Time though, has been kind, and with good reason. Those pedestrian-sounding melodies open up after a while, and this album grew in time to be a critical hit, and Rolling Stone itself rated it 71st in its “Greatest Albums of All Time” poll in 2003.

The album kicks off with “Tell Me Why”, a gentle but fulfilling start that sets the mood nicely. Throughout, “After the Goldrush” is reflective, even sorrowful, but not without hope. Is it an album about loss? Heartbreak? Or simply a hymn to the end of the 1960’s?

It’s a hard question to answer, but the best insights go into the title track, a surreal but haunting piece with lyrics that have long been puzzled over, but essentially it boils down to a three-verse structure reflecting on past (“Well, I dreamed I saw the knights in armor coming…”), the present (“There was a band playing in my head and I felt like getting high.”), and future (“Well, I dreamed I saw the silver space ships flying”). It’s soothing and a great example of Young’s distinctive wrong-octave singing.
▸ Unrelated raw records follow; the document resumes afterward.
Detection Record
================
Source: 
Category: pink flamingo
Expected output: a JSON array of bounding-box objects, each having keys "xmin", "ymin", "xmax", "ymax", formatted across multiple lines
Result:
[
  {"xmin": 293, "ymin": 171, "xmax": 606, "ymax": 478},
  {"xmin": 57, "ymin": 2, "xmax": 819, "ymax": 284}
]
“Only Love Can Break Your Heart” follows “Tell Me Why” as one of the more heart-rending songs of the album, and it becomes increasingly clear that this is an album about heartbreak. From this point of view, it feels rich and multilayered. And of course, it wouldn’t do not to plug the gorgeous Saint Etienne cover while I’m here (how adorable does Sarah Cracknell look in this by the way?).

The rock, and the vitriol, step up for “Southern Man”, a hard-hitting attack on racism in the south, with an early appearance by the 17-year-old Nils Lofgren on piano, and it’s followed by the charming “Till the Morning Comes”. The powerful and bleak “Oh Lonesome Me” finishes off the trinity of heart-tuggers, and the B-side is filled with more esoteric stuff, like the hopeful “Don’t Let it Bring You Down”, the beautiful “Birds”, and the charming “When You Dance I Can Really Love”. The album’s closers, “I Believe in You” and the short and folky “Cripple Creek Ferry” help realise this album’s charm.

“After the Gold Rush” is, for the most part, a gentle album, and it’s one that captures the best of Young, from heartfelt lyrics to vocal range to ability to combine country sentiments with the rock sound. He’d go on to bigger things with “Harvest” (so I’m told), but in the meantime, there’s a lot to discover here.

184. Crosby Stills Nash and Young – Deja Vu

CSNY - Deja VuThe more I get into the 1001 Albums lark, the more I realise that some of the albums I’d previously visited disappear just as quickly into forgetfulness – maybe that’s a call to action to listen to them again, but then Pete Tong has just released that classical house album and there’s the Trainspotting 2 soundtrack album next week and hey, I can’t fake being musically cultured ALL the time you know.

But when it comes to looking at this album, it’s strikingly clear that there’s not much I remember from the first Crosby Stills and Nash album, even though I reviewed it just a few months back. And that’s a pity, because this one has its fair share of intrigue, even if it takes a while to really get into.

Historically, this album is a bit of a shitter, closely following the death of David Crosby’s girlfriend in a car accident, and took over 800 studio hours to complete. Neil Young, brought in to bring some grit to the CSN sound, mostly failed to turn up, and Graham Nash played unwitting peacemaker to the squabbling bunch.

Still, the end product was worth it. The product of four musicians who were putting out some of their best stuff (1970 was also the year of “Stephen Stills”, “After the Goldrush” and David Crosby’s “If I could only Remember my Name”, this album is full of care and soul.

From the opening anthem “Carry On” to the paranoid and stirring “Almost Cut My Hair” and the beautiful but pretty-much-a-solo-Neil-Young-track “Helpless”, this album is an immersive and loving snapshot of post-hippy America. The A-side closer, a rousing cover of Joni Mitchell’s “Woodstock” is iconic and epic (as well as being the only track on the album they managed to record as a group).

Side B doesn’t really reach the same heights as the first half, but does contain the wonderful, joyous “Our House”, where the group channeled their inner Paul McCartneys into a warm family-friendly anthem. It’s the cherry on top of this rather satisfying trifle of an album.

Is Hygge-Rock a thing? Because this qualifies.